# Draftstops saves home



## Inspector 102 (Jan 3, 2013)

In 1993, I was the inspector for the reconstruction of a home that was destroyed by a tornado. I remembered the project because it was a relative of one of the firefighters for our community. I remember encouraging him to place 1/2" drywall in the attic space between the garage / breezeway / main house creating multiple draftstops. Last night this home caught fire in the garage and thanks to these draftstops in the attic, the home was saved, garage not so good. The occupant did not even know the garage was on fire until a neighbor came beating on the door. I was the first arriving officer since we are a combination department and some report direct to a scene. I live 3 blocks from the home and called in a working fire from my driveway. Firefighters reported seeing the flame from 1 1/2 miles away. The fire did breach into the attic space above the breezeway and the garage finally collapsed allowing and aggresive attack into the attic space through the soffits. It took approximately 1 hour to mark this scene under control but during overhaul, it was obvious that the draftstopping more than did its job and saved alot of personal belongings for this family.

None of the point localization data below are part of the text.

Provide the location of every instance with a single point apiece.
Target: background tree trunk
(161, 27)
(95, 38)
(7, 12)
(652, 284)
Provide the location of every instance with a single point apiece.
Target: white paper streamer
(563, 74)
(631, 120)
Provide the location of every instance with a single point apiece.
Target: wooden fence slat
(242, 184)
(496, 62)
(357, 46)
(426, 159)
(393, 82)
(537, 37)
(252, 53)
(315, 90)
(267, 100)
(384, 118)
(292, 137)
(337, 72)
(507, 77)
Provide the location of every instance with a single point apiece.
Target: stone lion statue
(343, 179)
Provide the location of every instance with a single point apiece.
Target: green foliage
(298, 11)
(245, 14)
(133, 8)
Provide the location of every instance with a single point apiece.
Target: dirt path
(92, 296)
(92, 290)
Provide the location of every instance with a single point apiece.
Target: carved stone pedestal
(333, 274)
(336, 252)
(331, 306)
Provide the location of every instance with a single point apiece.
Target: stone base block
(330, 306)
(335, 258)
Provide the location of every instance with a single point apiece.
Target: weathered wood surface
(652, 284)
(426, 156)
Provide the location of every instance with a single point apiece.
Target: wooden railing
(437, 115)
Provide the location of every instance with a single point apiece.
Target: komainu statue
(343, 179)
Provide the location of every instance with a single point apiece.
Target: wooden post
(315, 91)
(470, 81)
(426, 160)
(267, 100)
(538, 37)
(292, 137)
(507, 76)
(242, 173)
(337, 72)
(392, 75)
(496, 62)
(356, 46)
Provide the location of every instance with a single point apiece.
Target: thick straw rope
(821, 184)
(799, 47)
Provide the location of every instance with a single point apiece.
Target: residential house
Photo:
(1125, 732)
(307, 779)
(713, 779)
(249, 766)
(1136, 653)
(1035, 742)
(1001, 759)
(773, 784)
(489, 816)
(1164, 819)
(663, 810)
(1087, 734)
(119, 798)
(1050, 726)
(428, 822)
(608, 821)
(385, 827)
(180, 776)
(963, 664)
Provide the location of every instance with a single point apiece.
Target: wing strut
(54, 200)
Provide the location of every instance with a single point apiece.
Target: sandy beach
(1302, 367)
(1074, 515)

Sometimes it is nice to see that the building codes actually work for people. It was scary that I remembered this home after 20 years and could tell interior crews exactly where the scuttle holes were inside the house to check for extension. I have been firefighting for 29 years and Building Official for 24 years and it is still nice to see some of my efforts actually matter. The results could have been completely different.


----------



## cda (Jan 3, 2013)

Very good!!!!

I hate to hear of a place on fire, that I have been involved with.


----------



## Inspector 102 (Jan 3, 2013)

I hate to hear that also, but was happy when I found out the items that I stressed during construction resulted in saving a large portion of their belongings. Every indication is that it was an overloaded extension cord coiled up in the garage. Human error cannot be avoided, but human live cannot be replaced. That is also one advantage in wearing 2 hats, I can explain to people the code angle, and then add the real life experiences. I will not exceed what the codes allow me to require as a minimum, but can ceratinly suggest along the way. Most people see the benefit and will spend a reasonable amount to build above the minimums.


----------



## electriclese (Jun 26, 2013)

I bet the homeowners insurance company was also happy the recommendations were followed.


----------